Id                         0
Heading                    0
Article.Banner.Image    2552
Outlets                    0
Article.Description        0
Full_Article               0
Article_Type               0
Tonality                 432
dtype: int64

NOTE:

Based on the above observation, we have two columns(Article.Banner.Image, Tonality) have some null values

In [24]:
df.head(1)

Unnamed: 0,Id,Heading,Article.Banner.Image,Outlets,Article.Description,Full_Article,Article_Type,Tonality
0,d6995462-5e87-453b-b64d-e9f1df6e94d2,"A Puzzling Maneuver, Then Freefall: NTSB Repor...",,Essex Caller,<p>The helicopter that crashed in Southeast Al...,<p>The helicopter that crashed in Southeast Al...,Commercial,Negative


In [25]:
df['Full_Article'][0]

'<p>The helicopter that crashed in Southeast Alaska in late September, killing three people, entered a 500-foot freefall before dropping to a Glacier Bay National Park beach, according to by the National Transportation Safety Board.&nbsp;The preliminary NTSB report released Friday offers no official probable cause.
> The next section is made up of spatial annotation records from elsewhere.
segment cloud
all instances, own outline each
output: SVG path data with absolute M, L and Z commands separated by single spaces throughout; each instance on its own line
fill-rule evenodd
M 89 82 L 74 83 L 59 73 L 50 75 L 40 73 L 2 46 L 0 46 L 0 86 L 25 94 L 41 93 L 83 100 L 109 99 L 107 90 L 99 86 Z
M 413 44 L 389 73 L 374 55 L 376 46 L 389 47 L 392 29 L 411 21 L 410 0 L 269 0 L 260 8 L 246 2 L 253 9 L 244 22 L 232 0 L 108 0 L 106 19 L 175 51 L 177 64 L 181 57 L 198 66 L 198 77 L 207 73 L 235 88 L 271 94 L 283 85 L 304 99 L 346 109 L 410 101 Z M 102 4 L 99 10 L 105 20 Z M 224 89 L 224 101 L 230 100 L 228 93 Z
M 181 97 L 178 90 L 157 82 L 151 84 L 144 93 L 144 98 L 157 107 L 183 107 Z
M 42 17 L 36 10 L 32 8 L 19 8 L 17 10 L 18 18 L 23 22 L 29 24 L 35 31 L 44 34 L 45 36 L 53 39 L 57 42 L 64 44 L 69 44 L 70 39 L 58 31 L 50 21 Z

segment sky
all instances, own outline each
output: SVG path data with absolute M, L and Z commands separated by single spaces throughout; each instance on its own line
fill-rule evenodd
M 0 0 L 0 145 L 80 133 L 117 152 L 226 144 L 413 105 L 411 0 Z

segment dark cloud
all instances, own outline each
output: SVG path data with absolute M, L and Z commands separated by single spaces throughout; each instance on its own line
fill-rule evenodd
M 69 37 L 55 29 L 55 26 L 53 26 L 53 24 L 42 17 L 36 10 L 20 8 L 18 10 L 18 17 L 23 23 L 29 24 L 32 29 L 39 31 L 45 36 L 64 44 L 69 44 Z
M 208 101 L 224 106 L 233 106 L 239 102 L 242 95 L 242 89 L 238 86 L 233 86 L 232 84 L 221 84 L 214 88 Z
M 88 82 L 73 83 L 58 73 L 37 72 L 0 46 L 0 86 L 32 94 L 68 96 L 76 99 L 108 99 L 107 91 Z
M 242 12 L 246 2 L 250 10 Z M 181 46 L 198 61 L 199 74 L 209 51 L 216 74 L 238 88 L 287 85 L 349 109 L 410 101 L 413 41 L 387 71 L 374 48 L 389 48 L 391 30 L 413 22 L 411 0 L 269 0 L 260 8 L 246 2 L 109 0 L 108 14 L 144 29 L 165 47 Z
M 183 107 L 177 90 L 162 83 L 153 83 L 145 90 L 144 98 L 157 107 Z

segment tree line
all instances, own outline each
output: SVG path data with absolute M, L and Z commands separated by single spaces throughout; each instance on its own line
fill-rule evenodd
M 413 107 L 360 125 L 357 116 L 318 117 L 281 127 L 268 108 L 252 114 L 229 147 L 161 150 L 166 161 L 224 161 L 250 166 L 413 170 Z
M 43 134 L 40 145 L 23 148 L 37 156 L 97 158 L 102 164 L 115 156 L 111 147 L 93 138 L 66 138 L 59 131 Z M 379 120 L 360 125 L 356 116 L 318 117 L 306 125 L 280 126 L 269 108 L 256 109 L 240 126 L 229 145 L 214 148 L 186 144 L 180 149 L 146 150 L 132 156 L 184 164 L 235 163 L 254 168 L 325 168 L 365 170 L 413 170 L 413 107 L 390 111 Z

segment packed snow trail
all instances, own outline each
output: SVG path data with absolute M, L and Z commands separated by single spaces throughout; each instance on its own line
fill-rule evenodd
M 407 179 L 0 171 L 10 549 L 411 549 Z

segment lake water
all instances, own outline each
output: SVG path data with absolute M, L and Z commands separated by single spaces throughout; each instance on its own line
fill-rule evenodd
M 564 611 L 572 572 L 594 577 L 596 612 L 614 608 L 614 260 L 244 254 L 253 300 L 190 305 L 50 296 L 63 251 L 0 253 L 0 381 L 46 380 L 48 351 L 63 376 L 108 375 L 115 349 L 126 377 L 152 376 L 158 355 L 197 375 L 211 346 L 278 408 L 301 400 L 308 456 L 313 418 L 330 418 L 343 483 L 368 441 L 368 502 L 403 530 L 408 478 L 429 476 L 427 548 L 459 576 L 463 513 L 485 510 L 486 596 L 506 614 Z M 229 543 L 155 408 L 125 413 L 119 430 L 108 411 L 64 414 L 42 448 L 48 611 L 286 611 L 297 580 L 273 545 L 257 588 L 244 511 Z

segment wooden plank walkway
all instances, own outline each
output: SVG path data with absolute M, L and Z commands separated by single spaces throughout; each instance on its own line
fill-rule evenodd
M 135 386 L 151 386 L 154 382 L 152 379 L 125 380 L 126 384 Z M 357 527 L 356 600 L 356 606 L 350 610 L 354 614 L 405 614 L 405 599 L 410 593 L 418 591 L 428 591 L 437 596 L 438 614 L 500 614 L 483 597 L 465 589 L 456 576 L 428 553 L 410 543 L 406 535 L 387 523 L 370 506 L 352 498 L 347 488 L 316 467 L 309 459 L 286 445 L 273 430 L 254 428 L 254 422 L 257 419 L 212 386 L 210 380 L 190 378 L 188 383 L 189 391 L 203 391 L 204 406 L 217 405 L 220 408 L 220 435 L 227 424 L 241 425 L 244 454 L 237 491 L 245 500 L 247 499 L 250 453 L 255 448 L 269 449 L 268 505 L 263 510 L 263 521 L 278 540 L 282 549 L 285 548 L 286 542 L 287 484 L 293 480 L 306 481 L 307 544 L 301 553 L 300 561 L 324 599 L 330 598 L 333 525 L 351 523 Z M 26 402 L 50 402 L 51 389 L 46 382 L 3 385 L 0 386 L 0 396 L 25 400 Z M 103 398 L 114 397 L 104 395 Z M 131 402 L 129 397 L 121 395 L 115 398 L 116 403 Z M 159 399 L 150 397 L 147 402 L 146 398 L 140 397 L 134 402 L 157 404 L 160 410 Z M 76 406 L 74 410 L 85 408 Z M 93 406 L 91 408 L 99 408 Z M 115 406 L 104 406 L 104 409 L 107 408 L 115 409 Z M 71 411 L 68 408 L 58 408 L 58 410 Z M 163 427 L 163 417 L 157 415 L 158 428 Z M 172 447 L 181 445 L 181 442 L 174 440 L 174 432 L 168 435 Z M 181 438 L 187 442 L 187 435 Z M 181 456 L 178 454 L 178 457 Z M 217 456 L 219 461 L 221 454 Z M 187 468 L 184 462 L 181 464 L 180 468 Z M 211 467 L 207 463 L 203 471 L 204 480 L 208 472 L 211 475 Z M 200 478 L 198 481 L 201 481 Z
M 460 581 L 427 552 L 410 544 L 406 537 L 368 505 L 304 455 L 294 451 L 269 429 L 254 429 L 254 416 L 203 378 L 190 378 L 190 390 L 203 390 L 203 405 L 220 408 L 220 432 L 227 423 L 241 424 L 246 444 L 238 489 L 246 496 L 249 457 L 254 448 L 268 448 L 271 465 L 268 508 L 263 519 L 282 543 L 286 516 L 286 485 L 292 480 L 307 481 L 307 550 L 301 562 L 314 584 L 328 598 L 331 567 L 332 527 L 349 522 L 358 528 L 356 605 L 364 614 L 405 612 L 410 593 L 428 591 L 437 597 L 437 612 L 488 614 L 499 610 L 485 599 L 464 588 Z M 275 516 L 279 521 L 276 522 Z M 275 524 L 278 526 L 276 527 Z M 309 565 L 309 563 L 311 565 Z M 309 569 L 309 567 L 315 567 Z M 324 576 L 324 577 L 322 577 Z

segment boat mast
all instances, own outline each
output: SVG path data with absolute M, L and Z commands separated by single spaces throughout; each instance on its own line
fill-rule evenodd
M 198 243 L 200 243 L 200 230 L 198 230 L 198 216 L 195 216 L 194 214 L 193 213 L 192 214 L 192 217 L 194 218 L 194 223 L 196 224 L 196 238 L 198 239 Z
That determination won&lsquo;t be made until next year at the earliest.</p>'

In [26]:
import re

# for convient purpose we changed columns names

df['Full_Article'] = df['Full_Article'].astype(str).str.replace('<p>', '', regex=False).str.replace('</p>', '', regex=False)
df.rename({'Full_Article':'text', 'Article_Type':'category'}, axis=1, inplace=True)

In [27]:
df.columns

Index(['Id', 'Heading', 'Article.Banner.Image', 'Outlets',
       'Article.Description', 'text', 'category', 'Tonality'],
      dtype='object')

In [28]:
#we take text column in X which we will use to predict the category
#we take category column in Y which we will use to train our model as output using X
X = df['text']
X = np.array(X)
Y = df['category']
Y = np.array(Y)
#we vectorize text column using tfidf vectorizer.
#tfidf vectorizer works in two parts-tf and idf.
#tf is equal to number of occurences of the word in the document divided by total number of words present in that document
#idf is equal to log value of number of documents in which that word is present divided by total number of documents
#to read in detail about tfidf, kindly visit sklearn documentation pages
tfidf = TfidfVectorizer(lowercase=True, analyzer='word', stop_words='english', ngram_range=(1,3), use_idf=True)
X1 = tfidf.fit_transform(X)
n1 = LabelEncoder()
#we vectorize category column using labelencoder
#this will give a unique numerical value to every category
Y1 = n1.fit_transform(Y)
#we separate train and test datasets.
X_train, X_test, Y_train, Y_test = train_test_split(X1, Y1, test_size=0.3, random_state=0)
#print(X_train)
#print(Y_train)

In [29]:
#implementing multinomial NB
mnb = MultinomialNB()
mnb.fit(X_train, Y_train)
#print(mnb)
test = mnb.predict(X_test)
acc = 0
l = np.size(test, 0)
for i in range(l):
    acc = acc + abs(test[i]-Y_test[i])
print("Accuracy using Multinomial NB is: %f"%((1-acc/l)*100))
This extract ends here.